The end is near! Belgium is my last foreign stop before I fly to Miami, Florida, though is Florida really any less foreign? I made a quick visit of Belgium just before the long slog home.
Hitchhiking in Belgium
I wasn’t optimistic about it, but I tried hitchhiking from Brussels airport. I found a bad, yet quiet spot away from any police and threw my thumb out. Surprisingly, a car with diplomatic license plates stopped. That is very rare, and even more so since I hadn’t shaved and was looking grizzled. However, he was going the wrong way. But then another car with diplomatic plates stopped, and this time I went with them into town: two Burmese guys—do I have to say Myanmar? Myanmar has existed for so long now no one will remember it was once Burma—from the embassy. They were a jovial duo, entertaining me by mock-throwing their phones out the window every time it beeped with a message.
Hitchwiki told me where to take public transport in Brussels to the best spot for heading west to the coast.

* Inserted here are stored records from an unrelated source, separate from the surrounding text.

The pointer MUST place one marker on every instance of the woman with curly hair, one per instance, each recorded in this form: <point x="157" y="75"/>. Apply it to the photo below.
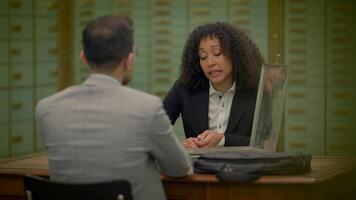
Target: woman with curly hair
<point x="216" y="91"/>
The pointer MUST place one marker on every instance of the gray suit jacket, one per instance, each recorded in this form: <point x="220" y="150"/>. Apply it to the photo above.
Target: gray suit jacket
<point x="102" y="131"/>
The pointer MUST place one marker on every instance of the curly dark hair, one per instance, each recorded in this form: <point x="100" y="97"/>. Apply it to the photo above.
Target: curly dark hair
<point x="245" y="56"/>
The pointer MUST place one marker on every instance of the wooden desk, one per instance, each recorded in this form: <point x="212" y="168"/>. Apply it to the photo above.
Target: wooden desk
<point x="331" y="178"/>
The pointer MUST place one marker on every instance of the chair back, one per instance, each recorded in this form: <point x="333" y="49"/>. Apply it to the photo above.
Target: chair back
<point x="38" y="188"/>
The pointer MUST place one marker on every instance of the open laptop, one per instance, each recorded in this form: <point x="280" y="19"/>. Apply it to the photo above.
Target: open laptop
<point x="268" y="115"/>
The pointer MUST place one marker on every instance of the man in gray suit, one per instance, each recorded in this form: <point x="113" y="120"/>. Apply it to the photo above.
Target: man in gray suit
<point x="102" y="130"/>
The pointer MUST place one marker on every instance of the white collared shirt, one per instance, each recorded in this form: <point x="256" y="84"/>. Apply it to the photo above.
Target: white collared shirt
<point x="219" y="109"/>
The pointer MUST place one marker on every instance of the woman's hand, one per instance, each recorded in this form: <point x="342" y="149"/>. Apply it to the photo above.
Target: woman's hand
<point x="209" y="138"/>
<point x="190" y="143"/>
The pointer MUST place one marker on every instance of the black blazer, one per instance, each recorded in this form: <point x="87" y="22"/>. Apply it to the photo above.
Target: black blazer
<point x="193" y="105"/>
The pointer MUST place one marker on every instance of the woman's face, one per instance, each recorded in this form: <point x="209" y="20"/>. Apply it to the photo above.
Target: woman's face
<point x="216" y="67"/>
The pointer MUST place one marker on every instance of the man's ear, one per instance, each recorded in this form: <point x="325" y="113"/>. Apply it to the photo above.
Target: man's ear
<point x="83" y="58"/>
<point x="128" y="61"/>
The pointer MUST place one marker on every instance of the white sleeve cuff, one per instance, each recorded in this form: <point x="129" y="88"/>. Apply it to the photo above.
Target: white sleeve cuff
<point x="222" y="142"/>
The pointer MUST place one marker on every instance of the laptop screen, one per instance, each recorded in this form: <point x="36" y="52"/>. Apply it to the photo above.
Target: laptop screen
<point x="269" y="107"/>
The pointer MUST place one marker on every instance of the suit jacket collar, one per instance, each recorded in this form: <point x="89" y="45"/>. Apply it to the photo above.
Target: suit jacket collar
<point x="101" y="79"/>
<point x="239" y="104"/>
<point x="201" y="107"/>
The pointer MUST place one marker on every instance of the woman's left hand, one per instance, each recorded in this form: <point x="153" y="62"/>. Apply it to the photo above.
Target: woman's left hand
<point x="209" y="138"/>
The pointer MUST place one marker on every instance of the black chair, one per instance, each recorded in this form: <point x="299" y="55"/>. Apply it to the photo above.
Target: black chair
<point x="38" y="188"/>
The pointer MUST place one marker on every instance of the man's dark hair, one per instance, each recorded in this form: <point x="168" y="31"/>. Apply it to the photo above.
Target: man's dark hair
<point x="245" y="57"/>
<point x="107" y="40"/>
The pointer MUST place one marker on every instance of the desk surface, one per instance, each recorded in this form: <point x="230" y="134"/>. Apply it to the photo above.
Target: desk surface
<point x="328" y="173"/>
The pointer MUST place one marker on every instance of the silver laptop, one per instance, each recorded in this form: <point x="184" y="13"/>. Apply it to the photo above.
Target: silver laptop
<point x="268" y="115"/>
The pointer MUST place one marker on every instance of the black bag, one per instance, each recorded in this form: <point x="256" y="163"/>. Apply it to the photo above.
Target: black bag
<point x="249" y="166"/>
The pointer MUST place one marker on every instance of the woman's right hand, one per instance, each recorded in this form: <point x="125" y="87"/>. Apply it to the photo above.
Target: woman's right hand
<point x="190" y="143"/>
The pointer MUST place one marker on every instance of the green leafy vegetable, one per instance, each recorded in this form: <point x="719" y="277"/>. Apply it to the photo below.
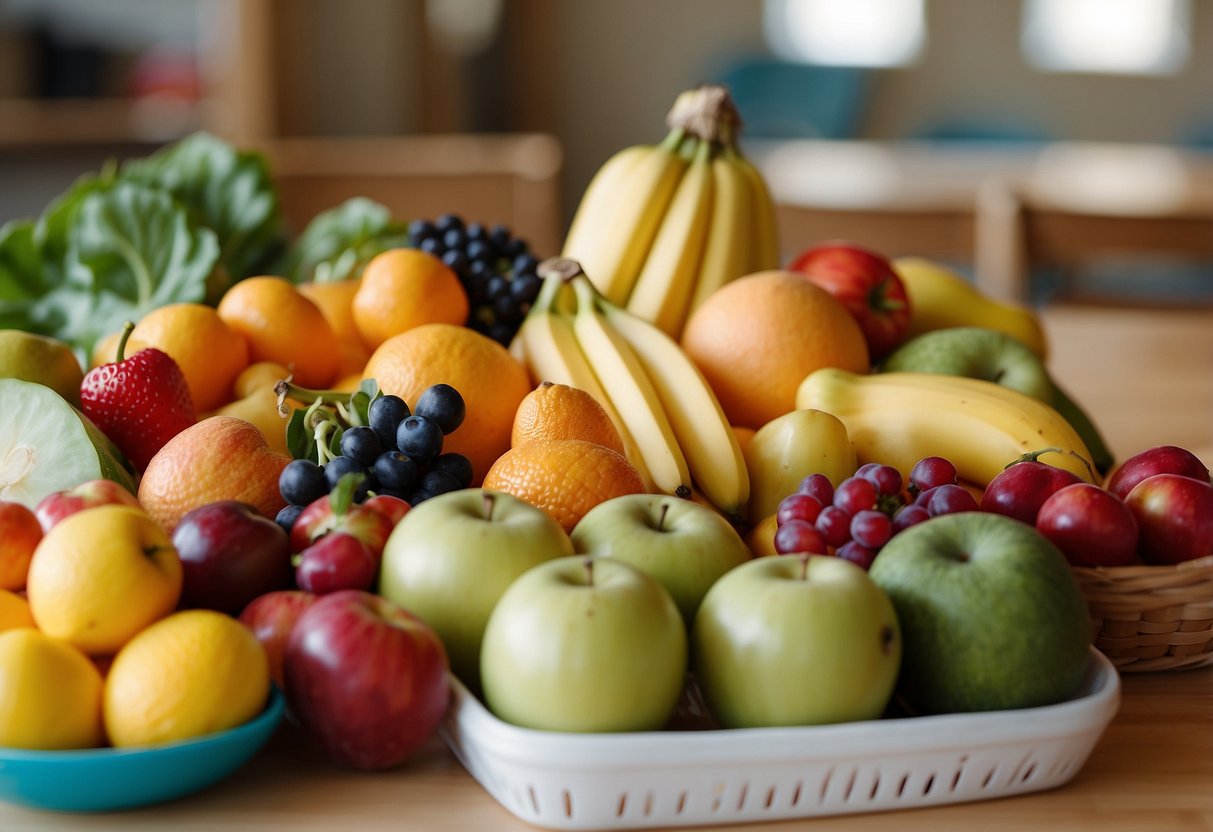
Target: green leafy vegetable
<point x="339" y="243"/>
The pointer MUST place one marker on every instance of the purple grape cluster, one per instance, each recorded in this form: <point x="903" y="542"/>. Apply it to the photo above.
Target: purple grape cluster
<point x="859" y="517"/>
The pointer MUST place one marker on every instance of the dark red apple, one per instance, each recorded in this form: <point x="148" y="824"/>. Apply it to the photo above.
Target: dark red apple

I needed help from a gorgeous Congolese woman to figure out the ticket system, though I might have heard every fifth word while staring at her. Every time I am in Brussels I am struck that it must be one of the most international (read: least white) places I know; it’s no wonder little Belgium is such a hub for international flights.
The hitchhiking all went quickly from Brussels: an African-Belgian guy took me to the first highway gas station, then I sat in a disgustingly filthy car thick with cat hair and cigarette smoke from a man with three kids in the back seat, and finally a Chechen guy drove me to Oostende on the coast. He couldn’t believe I was American nor that I was visiting for fun. I had already told him I was from America, but he looked me over and asked, “Are you Syrian?”
“Nooooo!” I replied. I pointed to the American flag velcroed on my backpack and said, “California!” in the dorkiest way possible.
He was confused. “You are on holiday in Belgium? Belgium?!” as if it was the most ridiculous idea. I assured him I had no other motives to be in Belgium and he let me out in Oostende, not believing a word I said.
Sometimes I worry about getting robbed while hitchhiking, but any driver’s smartphone is worth twice as much as everything in my bag combined, and the driver probably quickly realizes it when meeting me. In almost all of Europe the balance is such that the driver is far more worried about you than you are worried about the driver. Whatever the dynamic, so far, so good.
In Oostende I stayed at an Airbnb place that cost exactly $1 because the guy simply wanted to have guests. In Gent I stayed as a Couchsurfing guest, but I might be losing my Couchsurfing mojo. Lately it hasn’t been so easy to find hosts.
The Cheap flight—always the cheap flight
My flight to Miami is with a Belgian-based airline called—ready for this? It’s unbelievably bad: Jetairfly. Ta-da! Is that not the worst name for an airline? Who thinks of these things? I am flying with them because $165 is crazy-cheap.
I was all proud of myself that I found such a cheap flight, but these days they aren’t the only cheap game in town to cross the Atlantic. Jetairfly, Norwegian.com and Wowair via Iceland are the way to go, among others. Still, $165 including all taxes and a free checked bag is very, very hard to beat.
Blitzing through the US embassy
I raced to the US embassy in Brussels just before my flight to get extra passport pages. You must make an appointment online, but then there is wiggle room if you call them and ask for other times. Like anything involving passports, it’s better to do it abroad than home because of the time and cost. If I wanted new passport pages in USA, the cost would be the same, $82, but I would have to mail it away (with insurance and a return envelope) and wait 4-6 weeks or pay an express fee of $32 if I went in person to a passport office in a big city.
It rankles me that I have to pay $82 for something that used to be free and which takes minutes to do, but come the end of the year, the government will no longer issue extra passport pages. When your passport gets filled with stamps, you’ll have to buy another passport, which is about $140 now, plus photos, plus the interminable waiting time, etc.
Pro tip: all those mangled US dollar banknotes that no money changer will touch, the ones with the rips, tears, spots, markings, and stains? The embassy will take them.
For foreigners coming to USA, just because nowadays there are old and new types of banknotes for the same denomination doesn’t mean it’s a problem to use either one. In fact, every banknote ever printed in America is legal tender. Don’t come to USA with anything other than dollars. I have never, ever seen a decent rate for any foreign currency.
How did I find an Airbnb place that was $1? By doing a search by map, putting my parameters as a place for under $10, and zooming out. You never know what you might find.